Ajaibnya, Belyaev berhasil memampatkan domestikasi ribuan tahun menjadi hanya beberapa tahun. Tetapi, dia tidak hanya ingin membuktikan bahwa dia dapat membuat rubah yang ramah. Dia merasa bahwa dia bisa menggunakannya untuk memecahkan misteri domestikasi pada tingkat molekuler. Hewan domestikasi diketahui memiliki seperangkat karakteristik yang sama, fakta yang didokumentasikan Darwin dalam The Variation of Animals and Plants Under Domestication. Hewan peliharaan cenderung lebih kecil, dengan telinga lebih terkulai dan ekor yang lebih melingkar daripada nenek moyangnya yang liar. Ciri-ciri tersebut cenderung membuat hewan itu tampak muda di mata manusia. Kadang-kadang ada yang berbulu belang—piebald, istilah ilmiahnya—sementara bulu nenek moyangnya yang liar berwarna polos. Ciri ini serta yang lainnya, kadang disebut sebagai fenotipe domestikasi, muncul dalam berbagai tingkatan pada banyak spesies, mulai dari anjing, babi, dan sapi hingga beberapa hewan bukan mamalia seperti ayam, dan bahkan beberapa jenis ikan.
Belyaev menduga bahwa saat rubah menjadi hewan peliharaan, hewan ini mungkin juga mulai menunjukkan ciri fenotipe domestikasi. Dia benar lagi: Pemilihan rubah yang akan dibiakkan dengan hanya berdasarkan pada sikap hewan terhadap manusia sepertinya juga mengubah penampilan fisiknya di samping perilakunya. Hanya dalam sembilan generasi, para peneliti mencatat kirik rubah lahir dengan telinga terkulai. Pola belang-belang muncul di kulitnya. Pada saat itu rubah sudah mulai merengek dan mengibaskan ekornya sebagai respons terhadap kehadiran manusia, perilaku yang tidak pernah terlihat pada rubah liar.

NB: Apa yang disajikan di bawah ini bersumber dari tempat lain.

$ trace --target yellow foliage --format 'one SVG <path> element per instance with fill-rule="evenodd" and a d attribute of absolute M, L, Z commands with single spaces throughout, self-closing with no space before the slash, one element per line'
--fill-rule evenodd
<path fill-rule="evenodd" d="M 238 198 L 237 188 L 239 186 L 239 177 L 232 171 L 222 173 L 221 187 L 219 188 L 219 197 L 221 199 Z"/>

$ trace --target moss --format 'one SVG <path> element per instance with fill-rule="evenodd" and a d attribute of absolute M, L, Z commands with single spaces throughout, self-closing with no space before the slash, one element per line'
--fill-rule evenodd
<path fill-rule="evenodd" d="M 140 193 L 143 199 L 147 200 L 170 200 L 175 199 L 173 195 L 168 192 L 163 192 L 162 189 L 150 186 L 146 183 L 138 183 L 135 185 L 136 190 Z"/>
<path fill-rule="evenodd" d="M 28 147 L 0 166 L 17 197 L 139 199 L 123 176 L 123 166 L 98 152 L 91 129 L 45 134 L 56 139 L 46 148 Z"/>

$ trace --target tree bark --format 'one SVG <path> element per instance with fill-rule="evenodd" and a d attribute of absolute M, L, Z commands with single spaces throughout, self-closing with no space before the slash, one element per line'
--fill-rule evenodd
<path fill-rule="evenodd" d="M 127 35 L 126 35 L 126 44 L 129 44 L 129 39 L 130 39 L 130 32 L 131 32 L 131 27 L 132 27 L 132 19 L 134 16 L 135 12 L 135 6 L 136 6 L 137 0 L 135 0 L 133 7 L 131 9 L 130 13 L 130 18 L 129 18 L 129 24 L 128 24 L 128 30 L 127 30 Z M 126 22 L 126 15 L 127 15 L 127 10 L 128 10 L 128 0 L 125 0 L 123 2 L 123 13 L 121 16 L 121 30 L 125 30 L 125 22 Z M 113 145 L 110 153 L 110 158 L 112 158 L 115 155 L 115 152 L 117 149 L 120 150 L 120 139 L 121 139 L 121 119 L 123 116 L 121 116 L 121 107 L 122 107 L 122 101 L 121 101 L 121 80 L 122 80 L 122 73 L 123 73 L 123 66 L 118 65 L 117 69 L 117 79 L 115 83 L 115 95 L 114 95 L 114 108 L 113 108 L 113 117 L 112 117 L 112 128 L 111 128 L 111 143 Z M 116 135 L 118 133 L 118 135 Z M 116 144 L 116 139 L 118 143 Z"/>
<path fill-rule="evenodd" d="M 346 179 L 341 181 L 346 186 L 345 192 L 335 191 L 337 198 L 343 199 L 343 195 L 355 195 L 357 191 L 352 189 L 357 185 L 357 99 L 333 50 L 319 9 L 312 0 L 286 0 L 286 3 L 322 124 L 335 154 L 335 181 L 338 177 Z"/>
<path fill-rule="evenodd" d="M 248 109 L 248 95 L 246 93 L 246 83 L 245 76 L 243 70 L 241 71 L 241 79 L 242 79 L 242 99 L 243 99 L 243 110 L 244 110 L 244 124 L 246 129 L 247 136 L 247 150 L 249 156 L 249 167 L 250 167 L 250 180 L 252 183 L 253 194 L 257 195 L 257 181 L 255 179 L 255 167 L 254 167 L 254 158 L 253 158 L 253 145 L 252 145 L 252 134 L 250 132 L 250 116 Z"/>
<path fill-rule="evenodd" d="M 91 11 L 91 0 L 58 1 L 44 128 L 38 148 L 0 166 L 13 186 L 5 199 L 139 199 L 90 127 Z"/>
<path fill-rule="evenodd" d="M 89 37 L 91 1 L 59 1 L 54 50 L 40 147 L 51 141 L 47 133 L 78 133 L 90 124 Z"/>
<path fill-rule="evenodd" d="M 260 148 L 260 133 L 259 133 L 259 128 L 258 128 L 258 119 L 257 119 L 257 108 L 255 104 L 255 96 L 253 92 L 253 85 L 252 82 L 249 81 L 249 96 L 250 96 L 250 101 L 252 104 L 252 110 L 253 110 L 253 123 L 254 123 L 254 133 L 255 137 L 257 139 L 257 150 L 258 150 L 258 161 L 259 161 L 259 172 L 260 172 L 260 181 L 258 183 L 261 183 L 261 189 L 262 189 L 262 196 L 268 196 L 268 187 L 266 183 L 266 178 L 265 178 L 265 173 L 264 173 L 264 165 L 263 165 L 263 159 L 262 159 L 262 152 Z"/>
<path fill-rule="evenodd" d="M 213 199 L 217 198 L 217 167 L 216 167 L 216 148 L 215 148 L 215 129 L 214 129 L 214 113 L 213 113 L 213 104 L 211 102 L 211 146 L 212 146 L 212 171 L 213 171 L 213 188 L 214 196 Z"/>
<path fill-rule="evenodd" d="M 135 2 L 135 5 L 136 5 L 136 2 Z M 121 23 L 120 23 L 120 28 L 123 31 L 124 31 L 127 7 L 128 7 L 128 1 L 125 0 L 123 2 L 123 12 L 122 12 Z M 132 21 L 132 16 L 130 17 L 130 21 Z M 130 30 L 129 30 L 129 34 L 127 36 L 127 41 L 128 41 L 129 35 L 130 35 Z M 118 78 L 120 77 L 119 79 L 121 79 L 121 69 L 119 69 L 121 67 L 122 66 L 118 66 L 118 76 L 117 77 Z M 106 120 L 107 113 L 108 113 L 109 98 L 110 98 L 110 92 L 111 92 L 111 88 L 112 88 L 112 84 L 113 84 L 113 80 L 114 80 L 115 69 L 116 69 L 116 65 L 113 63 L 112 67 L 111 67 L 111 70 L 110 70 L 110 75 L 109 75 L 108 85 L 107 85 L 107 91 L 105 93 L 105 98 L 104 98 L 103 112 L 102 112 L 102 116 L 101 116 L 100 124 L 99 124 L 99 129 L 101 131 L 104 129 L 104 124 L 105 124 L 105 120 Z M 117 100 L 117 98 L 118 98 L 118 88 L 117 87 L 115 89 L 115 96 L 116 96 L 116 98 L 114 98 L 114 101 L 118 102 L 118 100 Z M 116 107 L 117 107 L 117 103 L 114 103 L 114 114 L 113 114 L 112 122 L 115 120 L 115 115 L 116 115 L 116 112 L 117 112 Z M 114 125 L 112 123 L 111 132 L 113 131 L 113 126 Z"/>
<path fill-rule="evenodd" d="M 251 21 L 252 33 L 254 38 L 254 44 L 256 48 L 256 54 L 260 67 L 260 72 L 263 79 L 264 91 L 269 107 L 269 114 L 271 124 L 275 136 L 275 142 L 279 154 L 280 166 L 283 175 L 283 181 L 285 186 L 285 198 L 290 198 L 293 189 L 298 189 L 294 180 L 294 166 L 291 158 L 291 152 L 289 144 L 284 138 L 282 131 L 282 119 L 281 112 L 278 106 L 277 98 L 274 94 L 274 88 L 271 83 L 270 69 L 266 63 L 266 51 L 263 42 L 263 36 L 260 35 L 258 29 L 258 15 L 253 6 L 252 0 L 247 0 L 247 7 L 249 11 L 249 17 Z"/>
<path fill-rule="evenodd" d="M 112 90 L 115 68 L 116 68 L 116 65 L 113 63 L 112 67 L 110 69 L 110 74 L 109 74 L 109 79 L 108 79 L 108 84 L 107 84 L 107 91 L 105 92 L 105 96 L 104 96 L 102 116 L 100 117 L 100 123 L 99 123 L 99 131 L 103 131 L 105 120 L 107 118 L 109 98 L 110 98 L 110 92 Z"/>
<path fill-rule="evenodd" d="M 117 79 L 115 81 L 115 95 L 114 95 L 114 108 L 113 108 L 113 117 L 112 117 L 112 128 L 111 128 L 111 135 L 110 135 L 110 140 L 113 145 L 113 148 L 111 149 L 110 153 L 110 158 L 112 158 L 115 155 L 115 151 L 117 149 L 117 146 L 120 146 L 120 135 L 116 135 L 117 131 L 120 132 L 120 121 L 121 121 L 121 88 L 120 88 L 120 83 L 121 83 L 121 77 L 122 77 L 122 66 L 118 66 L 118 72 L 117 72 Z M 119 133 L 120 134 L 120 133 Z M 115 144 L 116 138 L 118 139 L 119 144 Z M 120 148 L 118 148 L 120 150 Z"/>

Sumber perubahan tersebut, menurut Belyaev, adalah kumpulan gen yang memberi kecenderungan untuk jinak—genotipe yang mungkin dimiliki oleh semua spesies yang dapat dijinakkan. Di peternakan rubah ini, Kukekova dan Trut sedang mencari gen-gen tersebut. Di tempat lain, para peneliti menganalisis DNA babi, ayam, kuda, dan spesies peliharaan lainnya, berusaha mengenali perbedaan genetik yang membedakan hewan itu dengan nenek moyangnya. Riset ini, dipercepat oleh kemajuan pengurutan genom cepat terbaru, bertujuan menjawab pertanyaan biologi mendasar: "Bagaimana terjadinya transformasi besar dari hewan liar menjadi hewan peliharaan?" ucap Leif Andersson, profesor biologi genom di Uppsala Universitet, Swedia. Jawabannya akan membantu kita memahami bukan hanya hewan peliharaan, tetapi juga bagaimana manusia menjinakkan sisi liarnya.